The Society of Floristry Limited was formed in 1951 to meet the growing need for professional recognition for florists in the UK. Its first major task, after forming a Council of directors composed of leading florists in the industry, was to write, run and mark examinations in floristry skills and theory, which it did successfully for almost 49 years. It developed into an educational and standard-setting body which pioneered the concept of floristry as a profession, running regular workshops and educational seminars for florists undertaking study and continuing professional development. It went out of existence in 2010.

==History==
The cornerstone of the success of the Society was the ability of training providers to draw down Government funding for courses which supported what became the gold standard qualifications in the UK for florists, the Intermediate Certificate of the Society of Floristry (ICSF) and the National Diploma of the Society of Floristry (NDSF). When the ability to draw this funding was removed a few years ago in an initiative to reduce the number of organisations awarding recognised qualifications, the number of florists able to afford to attend colleges and the ability of those colleges to offer courses toward the examinations was severely restricted. As a consequence, the number coming forward to be examined dropped off significantly, and the pass rate amongst those who did fell also. The Society did not want to see a situation develop where its standards were eroded, and entered into negotiations with NPTC City and Guilds to write recognised qualifications at Higher Education level to replace the well-recognised and valued ICSF and NDSF. The courses came into existence during 2006. This had a number of advantages for candidates: Colleges were funded so courses were available and more affordable; college support for learning needs could be accessed; the standards and skills required became more transparent and accessible. However, the result for the Society was that its reason for existing was seriously eroded.

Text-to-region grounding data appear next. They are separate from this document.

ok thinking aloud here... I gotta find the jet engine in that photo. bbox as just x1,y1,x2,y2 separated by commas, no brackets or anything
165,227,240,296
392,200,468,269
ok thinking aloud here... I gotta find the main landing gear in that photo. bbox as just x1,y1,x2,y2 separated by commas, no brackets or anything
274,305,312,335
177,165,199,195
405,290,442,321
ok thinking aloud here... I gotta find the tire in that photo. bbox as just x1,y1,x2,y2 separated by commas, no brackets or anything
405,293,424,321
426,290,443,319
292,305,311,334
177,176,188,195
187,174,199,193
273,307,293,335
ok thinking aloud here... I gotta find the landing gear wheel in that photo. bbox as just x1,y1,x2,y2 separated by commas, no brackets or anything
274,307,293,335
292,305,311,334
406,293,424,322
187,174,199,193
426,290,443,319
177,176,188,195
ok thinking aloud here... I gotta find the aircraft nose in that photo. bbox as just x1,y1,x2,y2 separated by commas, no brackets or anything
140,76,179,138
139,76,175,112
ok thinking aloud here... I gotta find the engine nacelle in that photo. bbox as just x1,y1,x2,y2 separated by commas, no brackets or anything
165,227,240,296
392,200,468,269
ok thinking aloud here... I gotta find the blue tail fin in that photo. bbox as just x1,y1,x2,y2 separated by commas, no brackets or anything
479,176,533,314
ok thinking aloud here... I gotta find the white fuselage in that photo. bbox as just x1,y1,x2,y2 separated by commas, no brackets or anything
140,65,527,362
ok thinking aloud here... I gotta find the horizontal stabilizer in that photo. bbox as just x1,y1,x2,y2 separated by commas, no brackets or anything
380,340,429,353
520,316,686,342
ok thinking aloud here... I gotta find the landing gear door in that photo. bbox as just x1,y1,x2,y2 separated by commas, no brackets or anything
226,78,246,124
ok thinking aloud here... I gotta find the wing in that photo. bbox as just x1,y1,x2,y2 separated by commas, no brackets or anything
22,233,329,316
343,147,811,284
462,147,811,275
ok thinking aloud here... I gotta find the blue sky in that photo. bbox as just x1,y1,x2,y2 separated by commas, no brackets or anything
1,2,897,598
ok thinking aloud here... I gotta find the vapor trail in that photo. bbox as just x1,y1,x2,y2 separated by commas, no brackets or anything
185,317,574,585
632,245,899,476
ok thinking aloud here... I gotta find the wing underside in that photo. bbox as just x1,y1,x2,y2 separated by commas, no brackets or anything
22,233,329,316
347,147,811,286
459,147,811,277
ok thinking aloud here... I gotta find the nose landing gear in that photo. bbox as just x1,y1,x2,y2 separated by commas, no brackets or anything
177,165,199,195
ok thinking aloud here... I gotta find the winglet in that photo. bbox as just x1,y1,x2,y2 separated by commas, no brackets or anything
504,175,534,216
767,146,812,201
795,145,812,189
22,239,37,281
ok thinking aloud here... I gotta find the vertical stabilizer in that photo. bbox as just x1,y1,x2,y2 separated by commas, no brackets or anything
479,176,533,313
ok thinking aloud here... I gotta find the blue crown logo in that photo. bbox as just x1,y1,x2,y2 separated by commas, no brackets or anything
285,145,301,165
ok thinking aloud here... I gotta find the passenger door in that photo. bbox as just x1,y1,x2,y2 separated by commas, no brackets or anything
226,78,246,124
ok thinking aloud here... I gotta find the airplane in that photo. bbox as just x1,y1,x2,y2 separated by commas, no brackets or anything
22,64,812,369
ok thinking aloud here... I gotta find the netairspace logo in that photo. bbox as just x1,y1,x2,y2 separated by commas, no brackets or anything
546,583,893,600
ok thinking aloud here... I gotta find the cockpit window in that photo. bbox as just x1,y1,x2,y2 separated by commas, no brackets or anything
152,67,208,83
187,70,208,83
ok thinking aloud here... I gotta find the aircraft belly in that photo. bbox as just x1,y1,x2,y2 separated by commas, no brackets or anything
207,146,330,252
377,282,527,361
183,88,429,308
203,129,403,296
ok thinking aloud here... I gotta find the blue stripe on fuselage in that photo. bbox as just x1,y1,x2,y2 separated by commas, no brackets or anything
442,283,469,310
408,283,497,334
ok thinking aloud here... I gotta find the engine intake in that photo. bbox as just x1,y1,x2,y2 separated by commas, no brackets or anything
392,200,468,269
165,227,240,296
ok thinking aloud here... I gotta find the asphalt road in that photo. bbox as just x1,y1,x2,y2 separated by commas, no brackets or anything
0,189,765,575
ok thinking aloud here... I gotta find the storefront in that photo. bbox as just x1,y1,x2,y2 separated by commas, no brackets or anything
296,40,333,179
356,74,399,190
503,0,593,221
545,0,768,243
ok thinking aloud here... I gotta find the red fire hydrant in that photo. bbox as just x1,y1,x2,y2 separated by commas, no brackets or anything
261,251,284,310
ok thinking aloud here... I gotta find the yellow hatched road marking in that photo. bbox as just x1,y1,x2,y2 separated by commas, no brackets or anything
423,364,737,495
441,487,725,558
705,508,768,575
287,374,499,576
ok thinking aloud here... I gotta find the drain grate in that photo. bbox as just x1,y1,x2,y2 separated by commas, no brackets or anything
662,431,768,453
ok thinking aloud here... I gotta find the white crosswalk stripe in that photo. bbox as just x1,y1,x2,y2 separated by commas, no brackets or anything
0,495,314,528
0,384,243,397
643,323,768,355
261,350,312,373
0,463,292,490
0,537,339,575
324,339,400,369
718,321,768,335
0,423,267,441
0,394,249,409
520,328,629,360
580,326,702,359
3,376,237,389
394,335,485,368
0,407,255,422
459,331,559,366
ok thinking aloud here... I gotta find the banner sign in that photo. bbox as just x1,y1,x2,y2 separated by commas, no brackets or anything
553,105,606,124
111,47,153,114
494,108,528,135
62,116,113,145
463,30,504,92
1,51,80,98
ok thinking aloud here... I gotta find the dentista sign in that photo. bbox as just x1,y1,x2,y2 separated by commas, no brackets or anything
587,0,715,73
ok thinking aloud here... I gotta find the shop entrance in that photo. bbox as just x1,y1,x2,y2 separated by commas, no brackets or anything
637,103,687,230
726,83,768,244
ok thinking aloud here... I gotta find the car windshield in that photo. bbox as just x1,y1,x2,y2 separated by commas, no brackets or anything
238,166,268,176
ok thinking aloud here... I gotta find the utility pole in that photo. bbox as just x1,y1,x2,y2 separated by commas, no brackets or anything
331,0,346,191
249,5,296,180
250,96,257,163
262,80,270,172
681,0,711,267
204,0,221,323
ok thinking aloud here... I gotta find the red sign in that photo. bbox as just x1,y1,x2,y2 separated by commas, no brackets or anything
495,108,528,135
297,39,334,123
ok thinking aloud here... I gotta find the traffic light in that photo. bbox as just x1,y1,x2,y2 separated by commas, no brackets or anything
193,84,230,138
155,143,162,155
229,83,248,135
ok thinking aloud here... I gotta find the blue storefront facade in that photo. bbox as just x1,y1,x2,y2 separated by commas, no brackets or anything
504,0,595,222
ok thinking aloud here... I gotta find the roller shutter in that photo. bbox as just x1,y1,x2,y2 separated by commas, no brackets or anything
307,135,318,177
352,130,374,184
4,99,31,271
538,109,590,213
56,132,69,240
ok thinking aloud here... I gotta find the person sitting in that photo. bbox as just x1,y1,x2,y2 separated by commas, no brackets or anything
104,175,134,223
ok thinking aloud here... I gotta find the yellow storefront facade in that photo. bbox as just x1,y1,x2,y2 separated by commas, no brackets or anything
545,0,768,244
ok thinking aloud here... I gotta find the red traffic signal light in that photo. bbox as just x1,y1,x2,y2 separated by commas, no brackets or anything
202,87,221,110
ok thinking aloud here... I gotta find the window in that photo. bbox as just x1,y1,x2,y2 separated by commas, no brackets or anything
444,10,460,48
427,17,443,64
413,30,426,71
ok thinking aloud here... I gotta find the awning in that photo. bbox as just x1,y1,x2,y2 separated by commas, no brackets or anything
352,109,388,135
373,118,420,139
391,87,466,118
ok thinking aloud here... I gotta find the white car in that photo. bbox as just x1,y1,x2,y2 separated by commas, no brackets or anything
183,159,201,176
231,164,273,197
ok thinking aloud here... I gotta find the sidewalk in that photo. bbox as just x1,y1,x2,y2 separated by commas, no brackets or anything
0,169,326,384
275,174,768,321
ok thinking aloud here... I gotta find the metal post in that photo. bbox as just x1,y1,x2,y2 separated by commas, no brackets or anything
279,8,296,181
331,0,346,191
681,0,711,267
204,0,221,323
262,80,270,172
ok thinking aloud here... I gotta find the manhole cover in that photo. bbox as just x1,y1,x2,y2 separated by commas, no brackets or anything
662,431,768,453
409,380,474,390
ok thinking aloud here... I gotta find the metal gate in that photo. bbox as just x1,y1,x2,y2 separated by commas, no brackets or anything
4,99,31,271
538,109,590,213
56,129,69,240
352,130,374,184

On 28 February 2010 the Society ceased trading and was acquired and absorbed into the British Florist Association.

==Trade show==
The Society also ran a highly successful trade show for many years, enabling the best exponents of the craft to showcase their skills and talents, and for the support industries in the trade to launch and promote their product. These shows were attended by thousands of florists and students over the years, raising standards and pushing back the boundaries of commercial floral design.